王女なのだからそれでいいのだが、彼女には物足りない。


「私、お姉様やお母様みたいに突進するタイプじゃないから、なんか迷ってしまって…」

「そうね…、アリスはじっくり考えるわ。けど、それは必要なことよ?」

「伯母様、そうかしら?」

「ええ、あ!」


と伯母が大きな声を出した。


「なに??」

「アリス、丘の上からの景色を描いてみたら?」

「丘の上?」

「そうよ、陛下はまだ訪れてないのでしょ?」

「うん、そうなの。お辛いみたいで」


父は母が愛した場所に行けずにいる。

あの場所の話をしただけで、父の瞳が潤むのをアリスもルイも気づいていた。

それほどまでに大切な場所だった。


「だったら、なお、よ。陛下に景色を見せてあげたら?」

「大丈夫かしら?」

「誰が?」

「お父様…」

「大丈夫よ。貴方達の父はルミナスの王よ。きっとね、キッカケが必要なだけ」

「うん、わかったわ」


伯母のアドバイスを受けて、アリスは1人、丘の上で絵を描くことにした。


さっそく次の日からアリスは丘の上の屋敷に篭った。


丘の上は両親が愛した場所だ。

庭は亡くなった爺が丹精込めて作り上げた。
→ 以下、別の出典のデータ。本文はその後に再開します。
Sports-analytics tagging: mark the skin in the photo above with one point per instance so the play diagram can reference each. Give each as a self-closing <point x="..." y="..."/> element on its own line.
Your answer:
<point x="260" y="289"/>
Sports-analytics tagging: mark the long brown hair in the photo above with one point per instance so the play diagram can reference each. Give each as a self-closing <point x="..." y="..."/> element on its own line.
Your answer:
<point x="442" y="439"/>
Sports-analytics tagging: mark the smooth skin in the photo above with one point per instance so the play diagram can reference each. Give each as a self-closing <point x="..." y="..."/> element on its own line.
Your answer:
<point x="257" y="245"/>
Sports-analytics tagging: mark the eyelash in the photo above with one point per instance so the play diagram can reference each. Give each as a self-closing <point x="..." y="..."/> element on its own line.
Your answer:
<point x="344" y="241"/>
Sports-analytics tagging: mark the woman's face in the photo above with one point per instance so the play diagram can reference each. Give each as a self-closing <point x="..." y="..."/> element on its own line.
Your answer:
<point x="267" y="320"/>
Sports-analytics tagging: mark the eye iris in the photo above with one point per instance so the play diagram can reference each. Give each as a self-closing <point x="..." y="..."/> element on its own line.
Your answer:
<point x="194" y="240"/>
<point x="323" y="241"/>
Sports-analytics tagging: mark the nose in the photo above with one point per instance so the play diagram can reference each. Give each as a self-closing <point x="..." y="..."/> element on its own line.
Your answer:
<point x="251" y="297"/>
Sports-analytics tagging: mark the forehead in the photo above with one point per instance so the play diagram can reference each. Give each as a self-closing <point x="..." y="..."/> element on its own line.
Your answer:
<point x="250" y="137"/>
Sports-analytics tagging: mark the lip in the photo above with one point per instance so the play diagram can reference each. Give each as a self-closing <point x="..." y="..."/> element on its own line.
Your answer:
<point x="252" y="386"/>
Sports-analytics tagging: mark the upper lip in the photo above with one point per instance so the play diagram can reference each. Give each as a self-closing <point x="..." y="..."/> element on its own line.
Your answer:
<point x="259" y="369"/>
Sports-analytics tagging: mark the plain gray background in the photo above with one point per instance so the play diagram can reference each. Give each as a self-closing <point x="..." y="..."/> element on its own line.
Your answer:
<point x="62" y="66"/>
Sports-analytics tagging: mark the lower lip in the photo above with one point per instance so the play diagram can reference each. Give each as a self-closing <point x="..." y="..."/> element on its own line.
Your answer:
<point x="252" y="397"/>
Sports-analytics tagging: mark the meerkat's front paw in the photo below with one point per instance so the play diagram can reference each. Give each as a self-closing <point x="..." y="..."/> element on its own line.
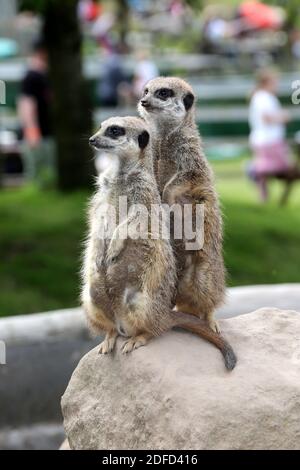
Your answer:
<point x="115" y="247"/>
<point x="134" y="343"/>
<point x="108" y="344"/>
<point x="213" y="324"/>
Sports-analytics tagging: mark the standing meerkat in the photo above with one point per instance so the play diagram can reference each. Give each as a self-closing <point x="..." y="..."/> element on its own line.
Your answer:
<point x="129" y="284"/>
<point x="184" y="176"/>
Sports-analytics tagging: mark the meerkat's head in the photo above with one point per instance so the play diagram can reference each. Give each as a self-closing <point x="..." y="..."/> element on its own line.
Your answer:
<point x="166" y="99"/>
<point x="125" y="137"/>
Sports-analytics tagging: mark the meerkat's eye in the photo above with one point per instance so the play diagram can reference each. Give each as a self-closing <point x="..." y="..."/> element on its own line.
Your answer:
<point x="115" y="131"/>
<point x="164" y="93"/>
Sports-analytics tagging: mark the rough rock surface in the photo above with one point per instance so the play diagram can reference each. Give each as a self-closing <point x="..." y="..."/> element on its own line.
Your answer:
<point x="175" y="393"/>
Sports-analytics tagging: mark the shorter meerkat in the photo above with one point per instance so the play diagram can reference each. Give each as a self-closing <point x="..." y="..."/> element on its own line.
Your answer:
<point x="129" y="285"/>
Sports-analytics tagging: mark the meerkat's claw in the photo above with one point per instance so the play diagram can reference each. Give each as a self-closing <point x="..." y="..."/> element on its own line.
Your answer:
<point x="107" y="344"/>
<point x="134" y="343"/>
今は孫娘のマーサが世話をしている。

季節は春から夏へと移ろうとしている。

色取り取りの花が咲き、その色合いが濃くなっていく季節。

アリスは日々が過ぎていくことも気にせずに、黙々と描き続けた。


風景ばかりを写生し、下絵を描き色をつけていく。

一つの事に熱中して打ち込むのは母の血だろうか。


「アリス様、休憩しませんか?」


マーサが紅茶を入れて持ってきてくれた。


「ありがとう、そうね」

「はい、」

「うん」


一口飲む。


「美味しいわ」

「ありがとうございます」


1ヵ月が過ぎている。

完成した絵は3枚。下絵は10枚、スケッチは3冊を超えている。


「アリス様、この絵は完成ですか?」

「まだよ、もう少し風を描きたいの」

「風ですか?」

「そうよ、それを描き切れたら、次へ行けそうな気がするから」

「はぁ…次ですか?」


マーサは曖昧に返事をする。

アリスは微笑んだ。

これは自分にしか分からない感覚だから、それでいい、と思う。


もう直ぐ王の誕生日である。

娘は父に贈る為に描き続けた。

描き続けることによって、アリスは無心に近づいていく様な感覚を覚えた。





伯母からのアドバイスではあったが、アリスにも必要な時間だったらしい。